First things first.  When you are knocking off a pair of pants, dress, blouse, necklace, or whatever, proportions are key.

Design Notes

  • length is below calf, above the ankle
  • seams on front are split about 1/2 and 1/2 on top, tapering down to 2/3 and 1/3 on the bottom
  • seams on back are split about 1/3 on outside and 2/3 on inside
  • zipper on bottom is rotated slightly to front (most designer pants have the side seam slightly forward to slim the body)
  • pockets in front land on seams as do the points of the pocket flaps in back
  • the cargo pockets on the side land on front seam, but do not wrap around to back seam.

From the product description, we know that there is a 29 inch inseam and 10.5 inch leg opening.

I used the Ellen pattern from BurdaStyle.  Some reviews of this pattern said that it ran a little loose and long.  After measuring I decided to take my size as is, hoping for a tighter fit with the addition of extra seams and taking 1/2" seam allowance instead of recommended 5/8".  This results in the pants being tighter by 3".  When I do this again I will use a twill with 2-4% spandex to add stretch and comfort.  These pants fit very closely on top.

So on to taking your pattern apart.  When you print out the pages, tape them together on every side with packing tape.  It isn't usually necessary when you are using the pattern as is, but we will be cutting it into several pieces.

Cut out the size you will be using (I recommend going up one size if not using something with stretch).

Cut off the bottom 4" of each leg.

Leave the waistband as is.

Beginning at the upper thigh start tapering in the sides of the pants (inside and outside edges) so that near the bottom you have come in about 5/8" on all sides.  

Make Your Seam Lines

Keeping in mind the proportions,  start at the top of the back side and begin at the dart draw your line down, curving where necessary to keep the 1/3, 2/3 proportion.  Now do the same to the front, beginning about 1/4" to the outside of the grainline marking.  Again, curve where necessary.  About the knee mark line your line should be at 1/3 and after the knee your line should be at 1/4.

Next look for the knee line, just a small horizontal mark on the outside and inside of pants (the front knee mark is next to the 5c)  From this line measure up 1 inch from the inside (both front and back) and down 4 inches.  On the outside measure up 4 inches and down one inch.  Connect the marks in a diagonal fashion.
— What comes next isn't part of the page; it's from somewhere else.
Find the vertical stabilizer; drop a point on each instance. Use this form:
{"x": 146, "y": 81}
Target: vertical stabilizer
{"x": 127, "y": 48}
Mark the pocket on the upper front.  Measure down the side  3 1/2 inches and over to the seam line up about 1 1/2".  (When you cut, make sure to include a seam allowance for turning over the pocket edge)

Pocket Templates

I made my upper pocket template of a rectangle 6"by 5 1/2".  I thought a shallow pocket would be best considering the snug fit and addition of cargo pockets.

Cargo Pockets
Flap  3 1/4" x 6 7/8 "  Lining and fabric
Pocket 8 1/2" x 7 7/8" lining and fabric

Rear pocket flaps
I used piece 6 from the pattern and cut the point at 3 1/2" down, the sides at 2" down (7" across for those not using this pattern)

Belt Loops (Cut 7)
4 3/4" x 1 1/2"
Interfacing 4 3/4" x 1/2"

Your pattern should look something like this:

You'll notice I hadn't tapered in beforehand when I did it.  Learn from my mistakes.

LABEL ALL PIECES.  If you don't they will get harder and harder to tell apart

Take a deep breath, and butcher your pattern.

Lastly, you will notice that the knee piece does not have an outside seam.

Take the two knee pieces ( label top and bottom, front and back) and tape them together at the outside edge.  I do this by cutting the seam allowance off one and taping it to the mark of the seam allowance of the other.  It makes a nice chevron.

Also, you will end up with some excess fabric on the inside because we didn't account for the front and back extra seam.  If you want to account for this now to end up with perfectly matched pattern pieces, please do so.

As the pattern is right now, you do not have seam allowances on the chevron knee piece or upper and lower leg.  This is because we only took off 4 inches on the hem.  If you do put seam allowances on these pieces you may need to take more length off the hem when you finish.

That was a lot of notes, but I am happy to tell you my pants are almost finished!   You should see pictures by Monday at the latest.